Zucchini Pesto “Pasta” Salad
- 3 Tbsp Olive Oil
- 1 cup of Pumpkin Seed (lightly roasted, just to add some color)
- 1/4 cup Water
- 1/4 cup Fresh Basil
- 2 Scallions, chopped
- 2 Garlic Cloves, rough chopped
- 1 1/2 Tbsp of Fresh Lemon Juice, or to taste
- Pinch of Salt
Combine all ingredients into the blender and blend on high until smooth. It’s ok if it isn’t perfectly smooth. It can be a little chunky or you can add a little more water for a smoother consistency. Once again, taste it, does it need more lemon, salt?
- 1/2 Zucchini
- 1 Tomoto
Start by dicing your tomatoes. Then cut the half zucchini into pasta like strips, either using an Asian mandolin slicer or a knife. You can pick up an Asian mandolin at your local Asian market. They’re pretty affordable and will take a lot of time out of chopping and slicing your veggies. They can also be dangerous, so be careful. Combine your veggies and toss with your homemade pesto.

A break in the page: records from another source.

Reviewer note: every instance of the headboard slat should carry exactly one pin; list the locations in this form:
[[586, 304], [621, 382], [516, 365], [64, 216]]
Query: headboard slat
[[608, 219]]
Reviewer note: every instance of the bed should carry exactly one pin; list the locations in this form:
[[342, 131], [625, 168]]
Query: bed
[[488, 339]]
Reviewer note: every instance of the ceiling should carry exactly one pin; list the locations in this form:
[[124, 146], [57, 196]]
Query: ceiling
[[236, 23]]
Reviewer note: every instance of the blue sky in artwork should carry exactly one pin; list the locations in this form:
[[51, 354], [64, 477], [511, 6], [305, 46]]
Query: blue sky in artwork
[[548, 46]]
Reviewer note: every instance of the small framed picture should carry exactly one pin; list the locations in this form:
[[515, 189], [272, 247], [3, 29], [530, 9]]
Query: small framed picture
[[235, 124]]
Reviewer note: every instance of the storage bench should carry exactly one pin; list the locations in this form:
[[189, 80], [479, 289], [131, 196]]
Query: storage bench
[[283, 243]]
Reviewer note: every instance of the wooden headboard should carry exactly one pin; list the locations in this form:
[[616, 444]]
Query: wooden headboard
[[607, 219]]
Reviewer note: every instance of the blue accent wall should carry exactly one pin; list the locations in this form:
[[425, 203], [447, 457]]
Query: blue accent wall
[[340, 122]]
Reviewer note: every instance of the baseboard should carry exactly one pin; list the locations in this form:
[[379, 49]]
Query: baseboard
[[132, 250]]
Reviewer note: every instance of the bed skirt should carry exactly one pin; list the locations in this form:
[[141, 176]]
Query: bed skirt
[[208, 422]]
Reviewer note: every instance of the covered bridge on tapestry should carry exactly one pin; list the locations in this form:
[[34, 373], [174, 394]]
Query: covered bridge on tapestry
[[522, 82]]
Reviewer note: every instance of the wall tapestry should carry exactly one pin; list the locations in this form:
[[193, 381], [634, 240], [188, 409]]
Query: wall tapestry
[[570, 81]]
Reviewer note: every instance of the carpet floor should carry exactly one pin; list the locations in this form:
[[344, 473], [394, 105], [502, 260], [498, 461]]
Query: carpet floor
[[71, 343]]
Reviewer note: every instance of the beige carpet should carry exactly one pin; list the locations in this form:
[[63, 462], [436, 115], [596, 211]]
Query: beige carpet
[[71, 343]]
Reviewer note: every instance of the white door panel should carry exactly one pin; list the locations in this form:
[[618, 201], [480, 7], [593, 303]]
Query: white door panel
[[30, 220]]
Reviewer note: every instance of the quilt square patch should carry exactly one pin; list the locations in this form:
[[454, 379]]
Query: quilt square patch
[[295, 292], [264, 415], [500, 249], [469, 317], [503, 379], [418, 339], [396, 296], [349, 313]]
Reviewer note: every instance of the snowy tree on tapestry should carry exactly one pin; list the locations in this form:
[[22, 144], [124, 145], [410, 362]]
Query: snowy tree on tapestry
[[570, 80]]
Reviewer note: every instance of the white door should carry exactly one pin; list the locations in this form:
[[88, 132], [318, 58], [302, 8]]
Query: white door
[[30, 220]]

- 10 Sprigs of Thyme cleaned
- 1/4 cup Cilantro, chopped
- 6 oz Portion of Cod (or any fish)
- 2 tsp Salt
- 1 tsp White Pepper or Black Pepper
- 1/2 left over Lemon from Pesto
- 2 Cloves Minced Garlic
- 3 Tbsp Refined Coconut Oil
Combine your fresh, chopped herbs and rub down your fish with them, then season with salt and preferably white pepper but black pepper is fine. Next, get your pan ripping hot, but then TURN DOWN THE HEAT. Using the coconut oil we wanna sear the fish but not burn it. Place the fish in the hot pan, let cook for about 1 1/2 minutes. Flip the fish after you have established a light, brown sear. Once you flip the fish, let cook for another minute. Then tilt the pan towards you letting the oil pool at the bottom of the pan. Then use a spoon to baste the fish with the excess oil. Do this for about a minute. Remove fish from the pan and place on a paper towel, just to get rid of the excess oil. Then place over the “pasta” salad. Using the same pan you cooked the fish in, drop in the minced garlic and sautè for 15-20 seconds, DON’T BURN THE GARLIC. Squeeze your leftover lemon in the pan and follow with 3/4 cup of your already made cashew cream. If your sauce tightens up, just add a little bit of water to thin it out and salt to your liking.